1: photoconductor drum, 2: charger, 3: developing device, 4: transfer device, 5: cleaning device, 6: eraser, 7:
Optical system, 8: Flash fixing device, 9: Conveying path, 10: Continuous paper, 90: Sprocket device, 91: Paper feed tray, 9
2: Paper ejection roller pair, 93: Paper ejection roller pair, 94: Ejection tray, 101: Binder resin, 102: Wax.

Claims (6)

[Claims] 1. A non-contact heat fixing toner comprising at least a binder resin, a colorant and a polyolefin wax, wherein a plurality of the polyolefin wax are dispersed as needles in the toner. . 2. The non-contact heat fixing toner according to claim 1, wherein the length-to-width ratio of the needle-shaped body is 5 to 40. 3. The average minor axis of the needle-shaped body is 0.005.
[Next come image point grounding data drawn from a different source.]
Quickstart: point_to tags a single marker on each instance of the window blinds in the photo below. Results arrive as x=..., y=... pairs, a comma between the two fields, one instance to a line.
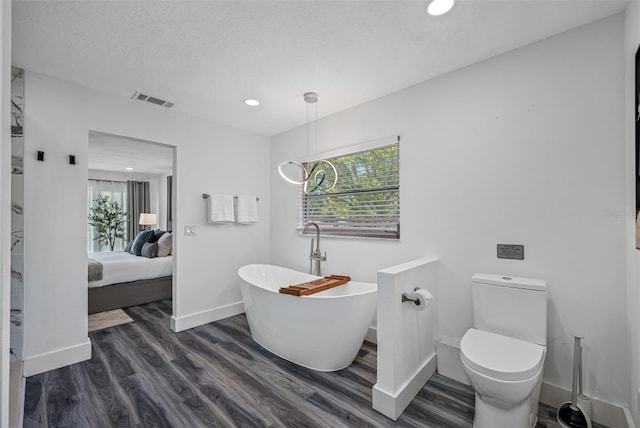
x=365, y=201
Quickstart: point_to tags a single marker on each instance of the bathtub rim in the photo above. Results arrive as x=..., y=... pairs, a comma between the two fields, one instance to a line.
x=373, y=287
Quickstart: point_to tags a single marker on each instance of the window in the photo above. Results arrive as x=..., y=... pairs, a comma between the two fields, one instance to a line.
x=117, y=192
x=365, y=202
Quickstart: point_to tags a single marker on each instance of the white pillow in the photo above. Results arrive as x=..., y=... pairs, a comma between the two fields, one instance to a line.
x=164, y=245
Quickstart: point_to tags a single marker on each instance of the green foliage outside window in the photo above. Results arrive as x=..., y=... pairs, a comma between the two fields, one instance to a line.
x=365, y=200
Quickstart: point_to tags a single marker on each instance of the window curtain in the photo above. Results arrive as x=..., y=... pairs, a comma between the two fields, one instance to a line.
x=169, y=202
x=117, y=192
x=139, y=202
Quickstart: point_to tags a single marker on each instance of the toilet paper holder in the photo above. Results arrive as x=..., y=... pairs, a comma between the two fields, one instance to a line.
x=406, y=298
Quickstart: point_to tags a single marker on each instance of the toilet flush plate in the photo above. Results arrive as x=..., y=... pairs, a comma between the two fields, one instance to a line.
x=511, y=251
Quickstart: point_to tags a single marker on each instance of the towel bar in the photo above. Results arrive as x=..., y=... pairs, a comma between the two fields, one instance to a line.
x=206, y=196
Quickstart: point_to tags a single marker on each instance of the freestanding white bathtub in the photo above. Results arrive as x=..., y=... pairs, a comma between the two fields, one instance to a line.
x=322, y=331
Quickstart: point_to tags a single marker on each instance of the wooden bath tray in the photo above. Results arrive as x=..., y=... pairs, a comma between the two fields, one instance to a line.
x=315, y=286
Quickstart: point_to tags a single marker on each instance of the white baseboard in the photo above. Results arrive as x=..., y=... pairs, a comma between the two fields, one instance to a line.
x=372, y=335
x=392, y=405
x=602, y=412
x=205, y=317
x=52, y=360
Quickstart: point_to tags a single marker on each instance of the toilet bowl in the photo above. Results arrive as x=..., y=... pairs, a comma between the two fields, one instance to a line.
x=503, y=355
x=506, y=374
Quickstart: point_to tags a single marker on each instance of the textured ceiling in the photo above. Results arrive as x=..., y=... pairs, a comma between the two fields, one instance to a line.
x=207, y=56
x=109, y=152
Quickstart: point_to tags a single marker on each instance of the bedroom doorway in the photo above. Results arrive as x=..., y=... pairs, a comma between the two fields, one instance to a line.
x=130, y=211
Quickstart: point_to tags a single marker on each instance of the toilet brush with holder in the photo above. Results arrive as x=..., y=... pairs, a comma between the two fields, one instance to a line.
x=571, y=414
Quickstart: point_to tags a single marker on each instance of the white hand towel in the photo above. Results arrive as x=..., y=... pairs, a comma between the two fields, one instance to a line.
x=220, y=208
x=247, y=209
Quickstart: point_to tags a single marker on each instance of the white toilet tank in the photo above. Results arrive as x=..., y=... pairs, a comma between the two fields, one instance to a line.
x=514, y=307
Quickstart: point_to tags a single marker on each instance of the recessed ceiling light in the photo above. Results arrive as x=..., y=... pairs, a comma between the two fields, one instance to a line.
x=439, y=7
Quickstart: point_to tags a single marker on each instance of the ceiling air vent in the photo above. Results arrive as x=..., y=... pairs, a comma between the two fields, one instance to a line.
x=157, y=101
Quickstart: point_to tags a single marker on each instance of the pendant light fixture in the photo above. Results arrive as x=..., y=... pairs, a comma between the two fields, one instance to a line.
x=315, y=178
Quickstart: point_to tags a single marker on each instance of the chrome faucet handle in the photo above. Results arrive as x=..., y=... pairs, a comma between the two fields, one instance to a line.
x=317, y=255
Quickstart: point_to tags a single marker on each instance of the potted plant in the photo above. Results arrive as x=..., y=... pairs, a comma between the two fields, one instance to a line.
x=108, y=219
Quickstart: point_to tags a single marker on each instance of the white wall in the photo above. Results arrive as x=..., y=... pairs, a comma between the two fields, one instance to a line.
x=209, y=158
x=5, y=205
x=632, y=41
x=524, y=148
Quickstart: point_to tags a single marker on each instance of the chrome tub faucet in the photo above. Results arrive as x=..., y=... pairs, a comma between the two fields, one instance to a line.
x=315, y=255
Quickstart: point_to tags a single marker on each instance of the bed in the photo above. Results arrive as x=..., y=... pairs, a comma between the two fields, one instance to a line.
x=127, y=280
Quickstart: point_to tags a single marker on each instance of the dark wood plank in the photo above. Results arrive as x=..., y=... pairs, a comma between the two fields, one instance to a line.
x=143, y=374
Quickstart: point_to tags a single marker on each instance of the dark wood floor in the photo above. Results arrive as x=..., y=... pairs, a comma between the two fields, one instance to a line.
x=144, y=375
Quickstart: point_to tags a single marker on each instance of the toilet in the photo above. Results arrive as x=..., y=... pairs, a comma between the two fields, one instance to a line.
x=503, y=355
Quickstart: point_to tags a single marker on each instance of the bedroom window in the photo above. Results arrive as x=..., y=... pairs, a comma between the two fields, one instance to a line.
x=365, y=201
x=117, y=191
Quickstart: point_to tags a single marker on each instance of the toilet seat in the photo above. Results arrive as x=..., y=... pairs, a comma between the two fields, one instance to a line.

The non-contact heat fixing toner according to claim 2, wherein the toner has an average major axis of 0.5 to 8 μm. 4. The toner has a weight average particle diameter of 2 to 8 μm.
The toner for non-contact heat fixing according to claim 1, wherein 5. The toner contains 2% by weight or less of particles having a weight average particle diameter of 2 times or more, and 5% by number or less of particles having a weight average particle diameter of 1/3 or less. 5. The non-contact heat fixing toner according to claim 4, having a particle size distribution of. 6. The non-contact heat fixing toner according to claim 1, wherein the toner is produced by a wet granulation method.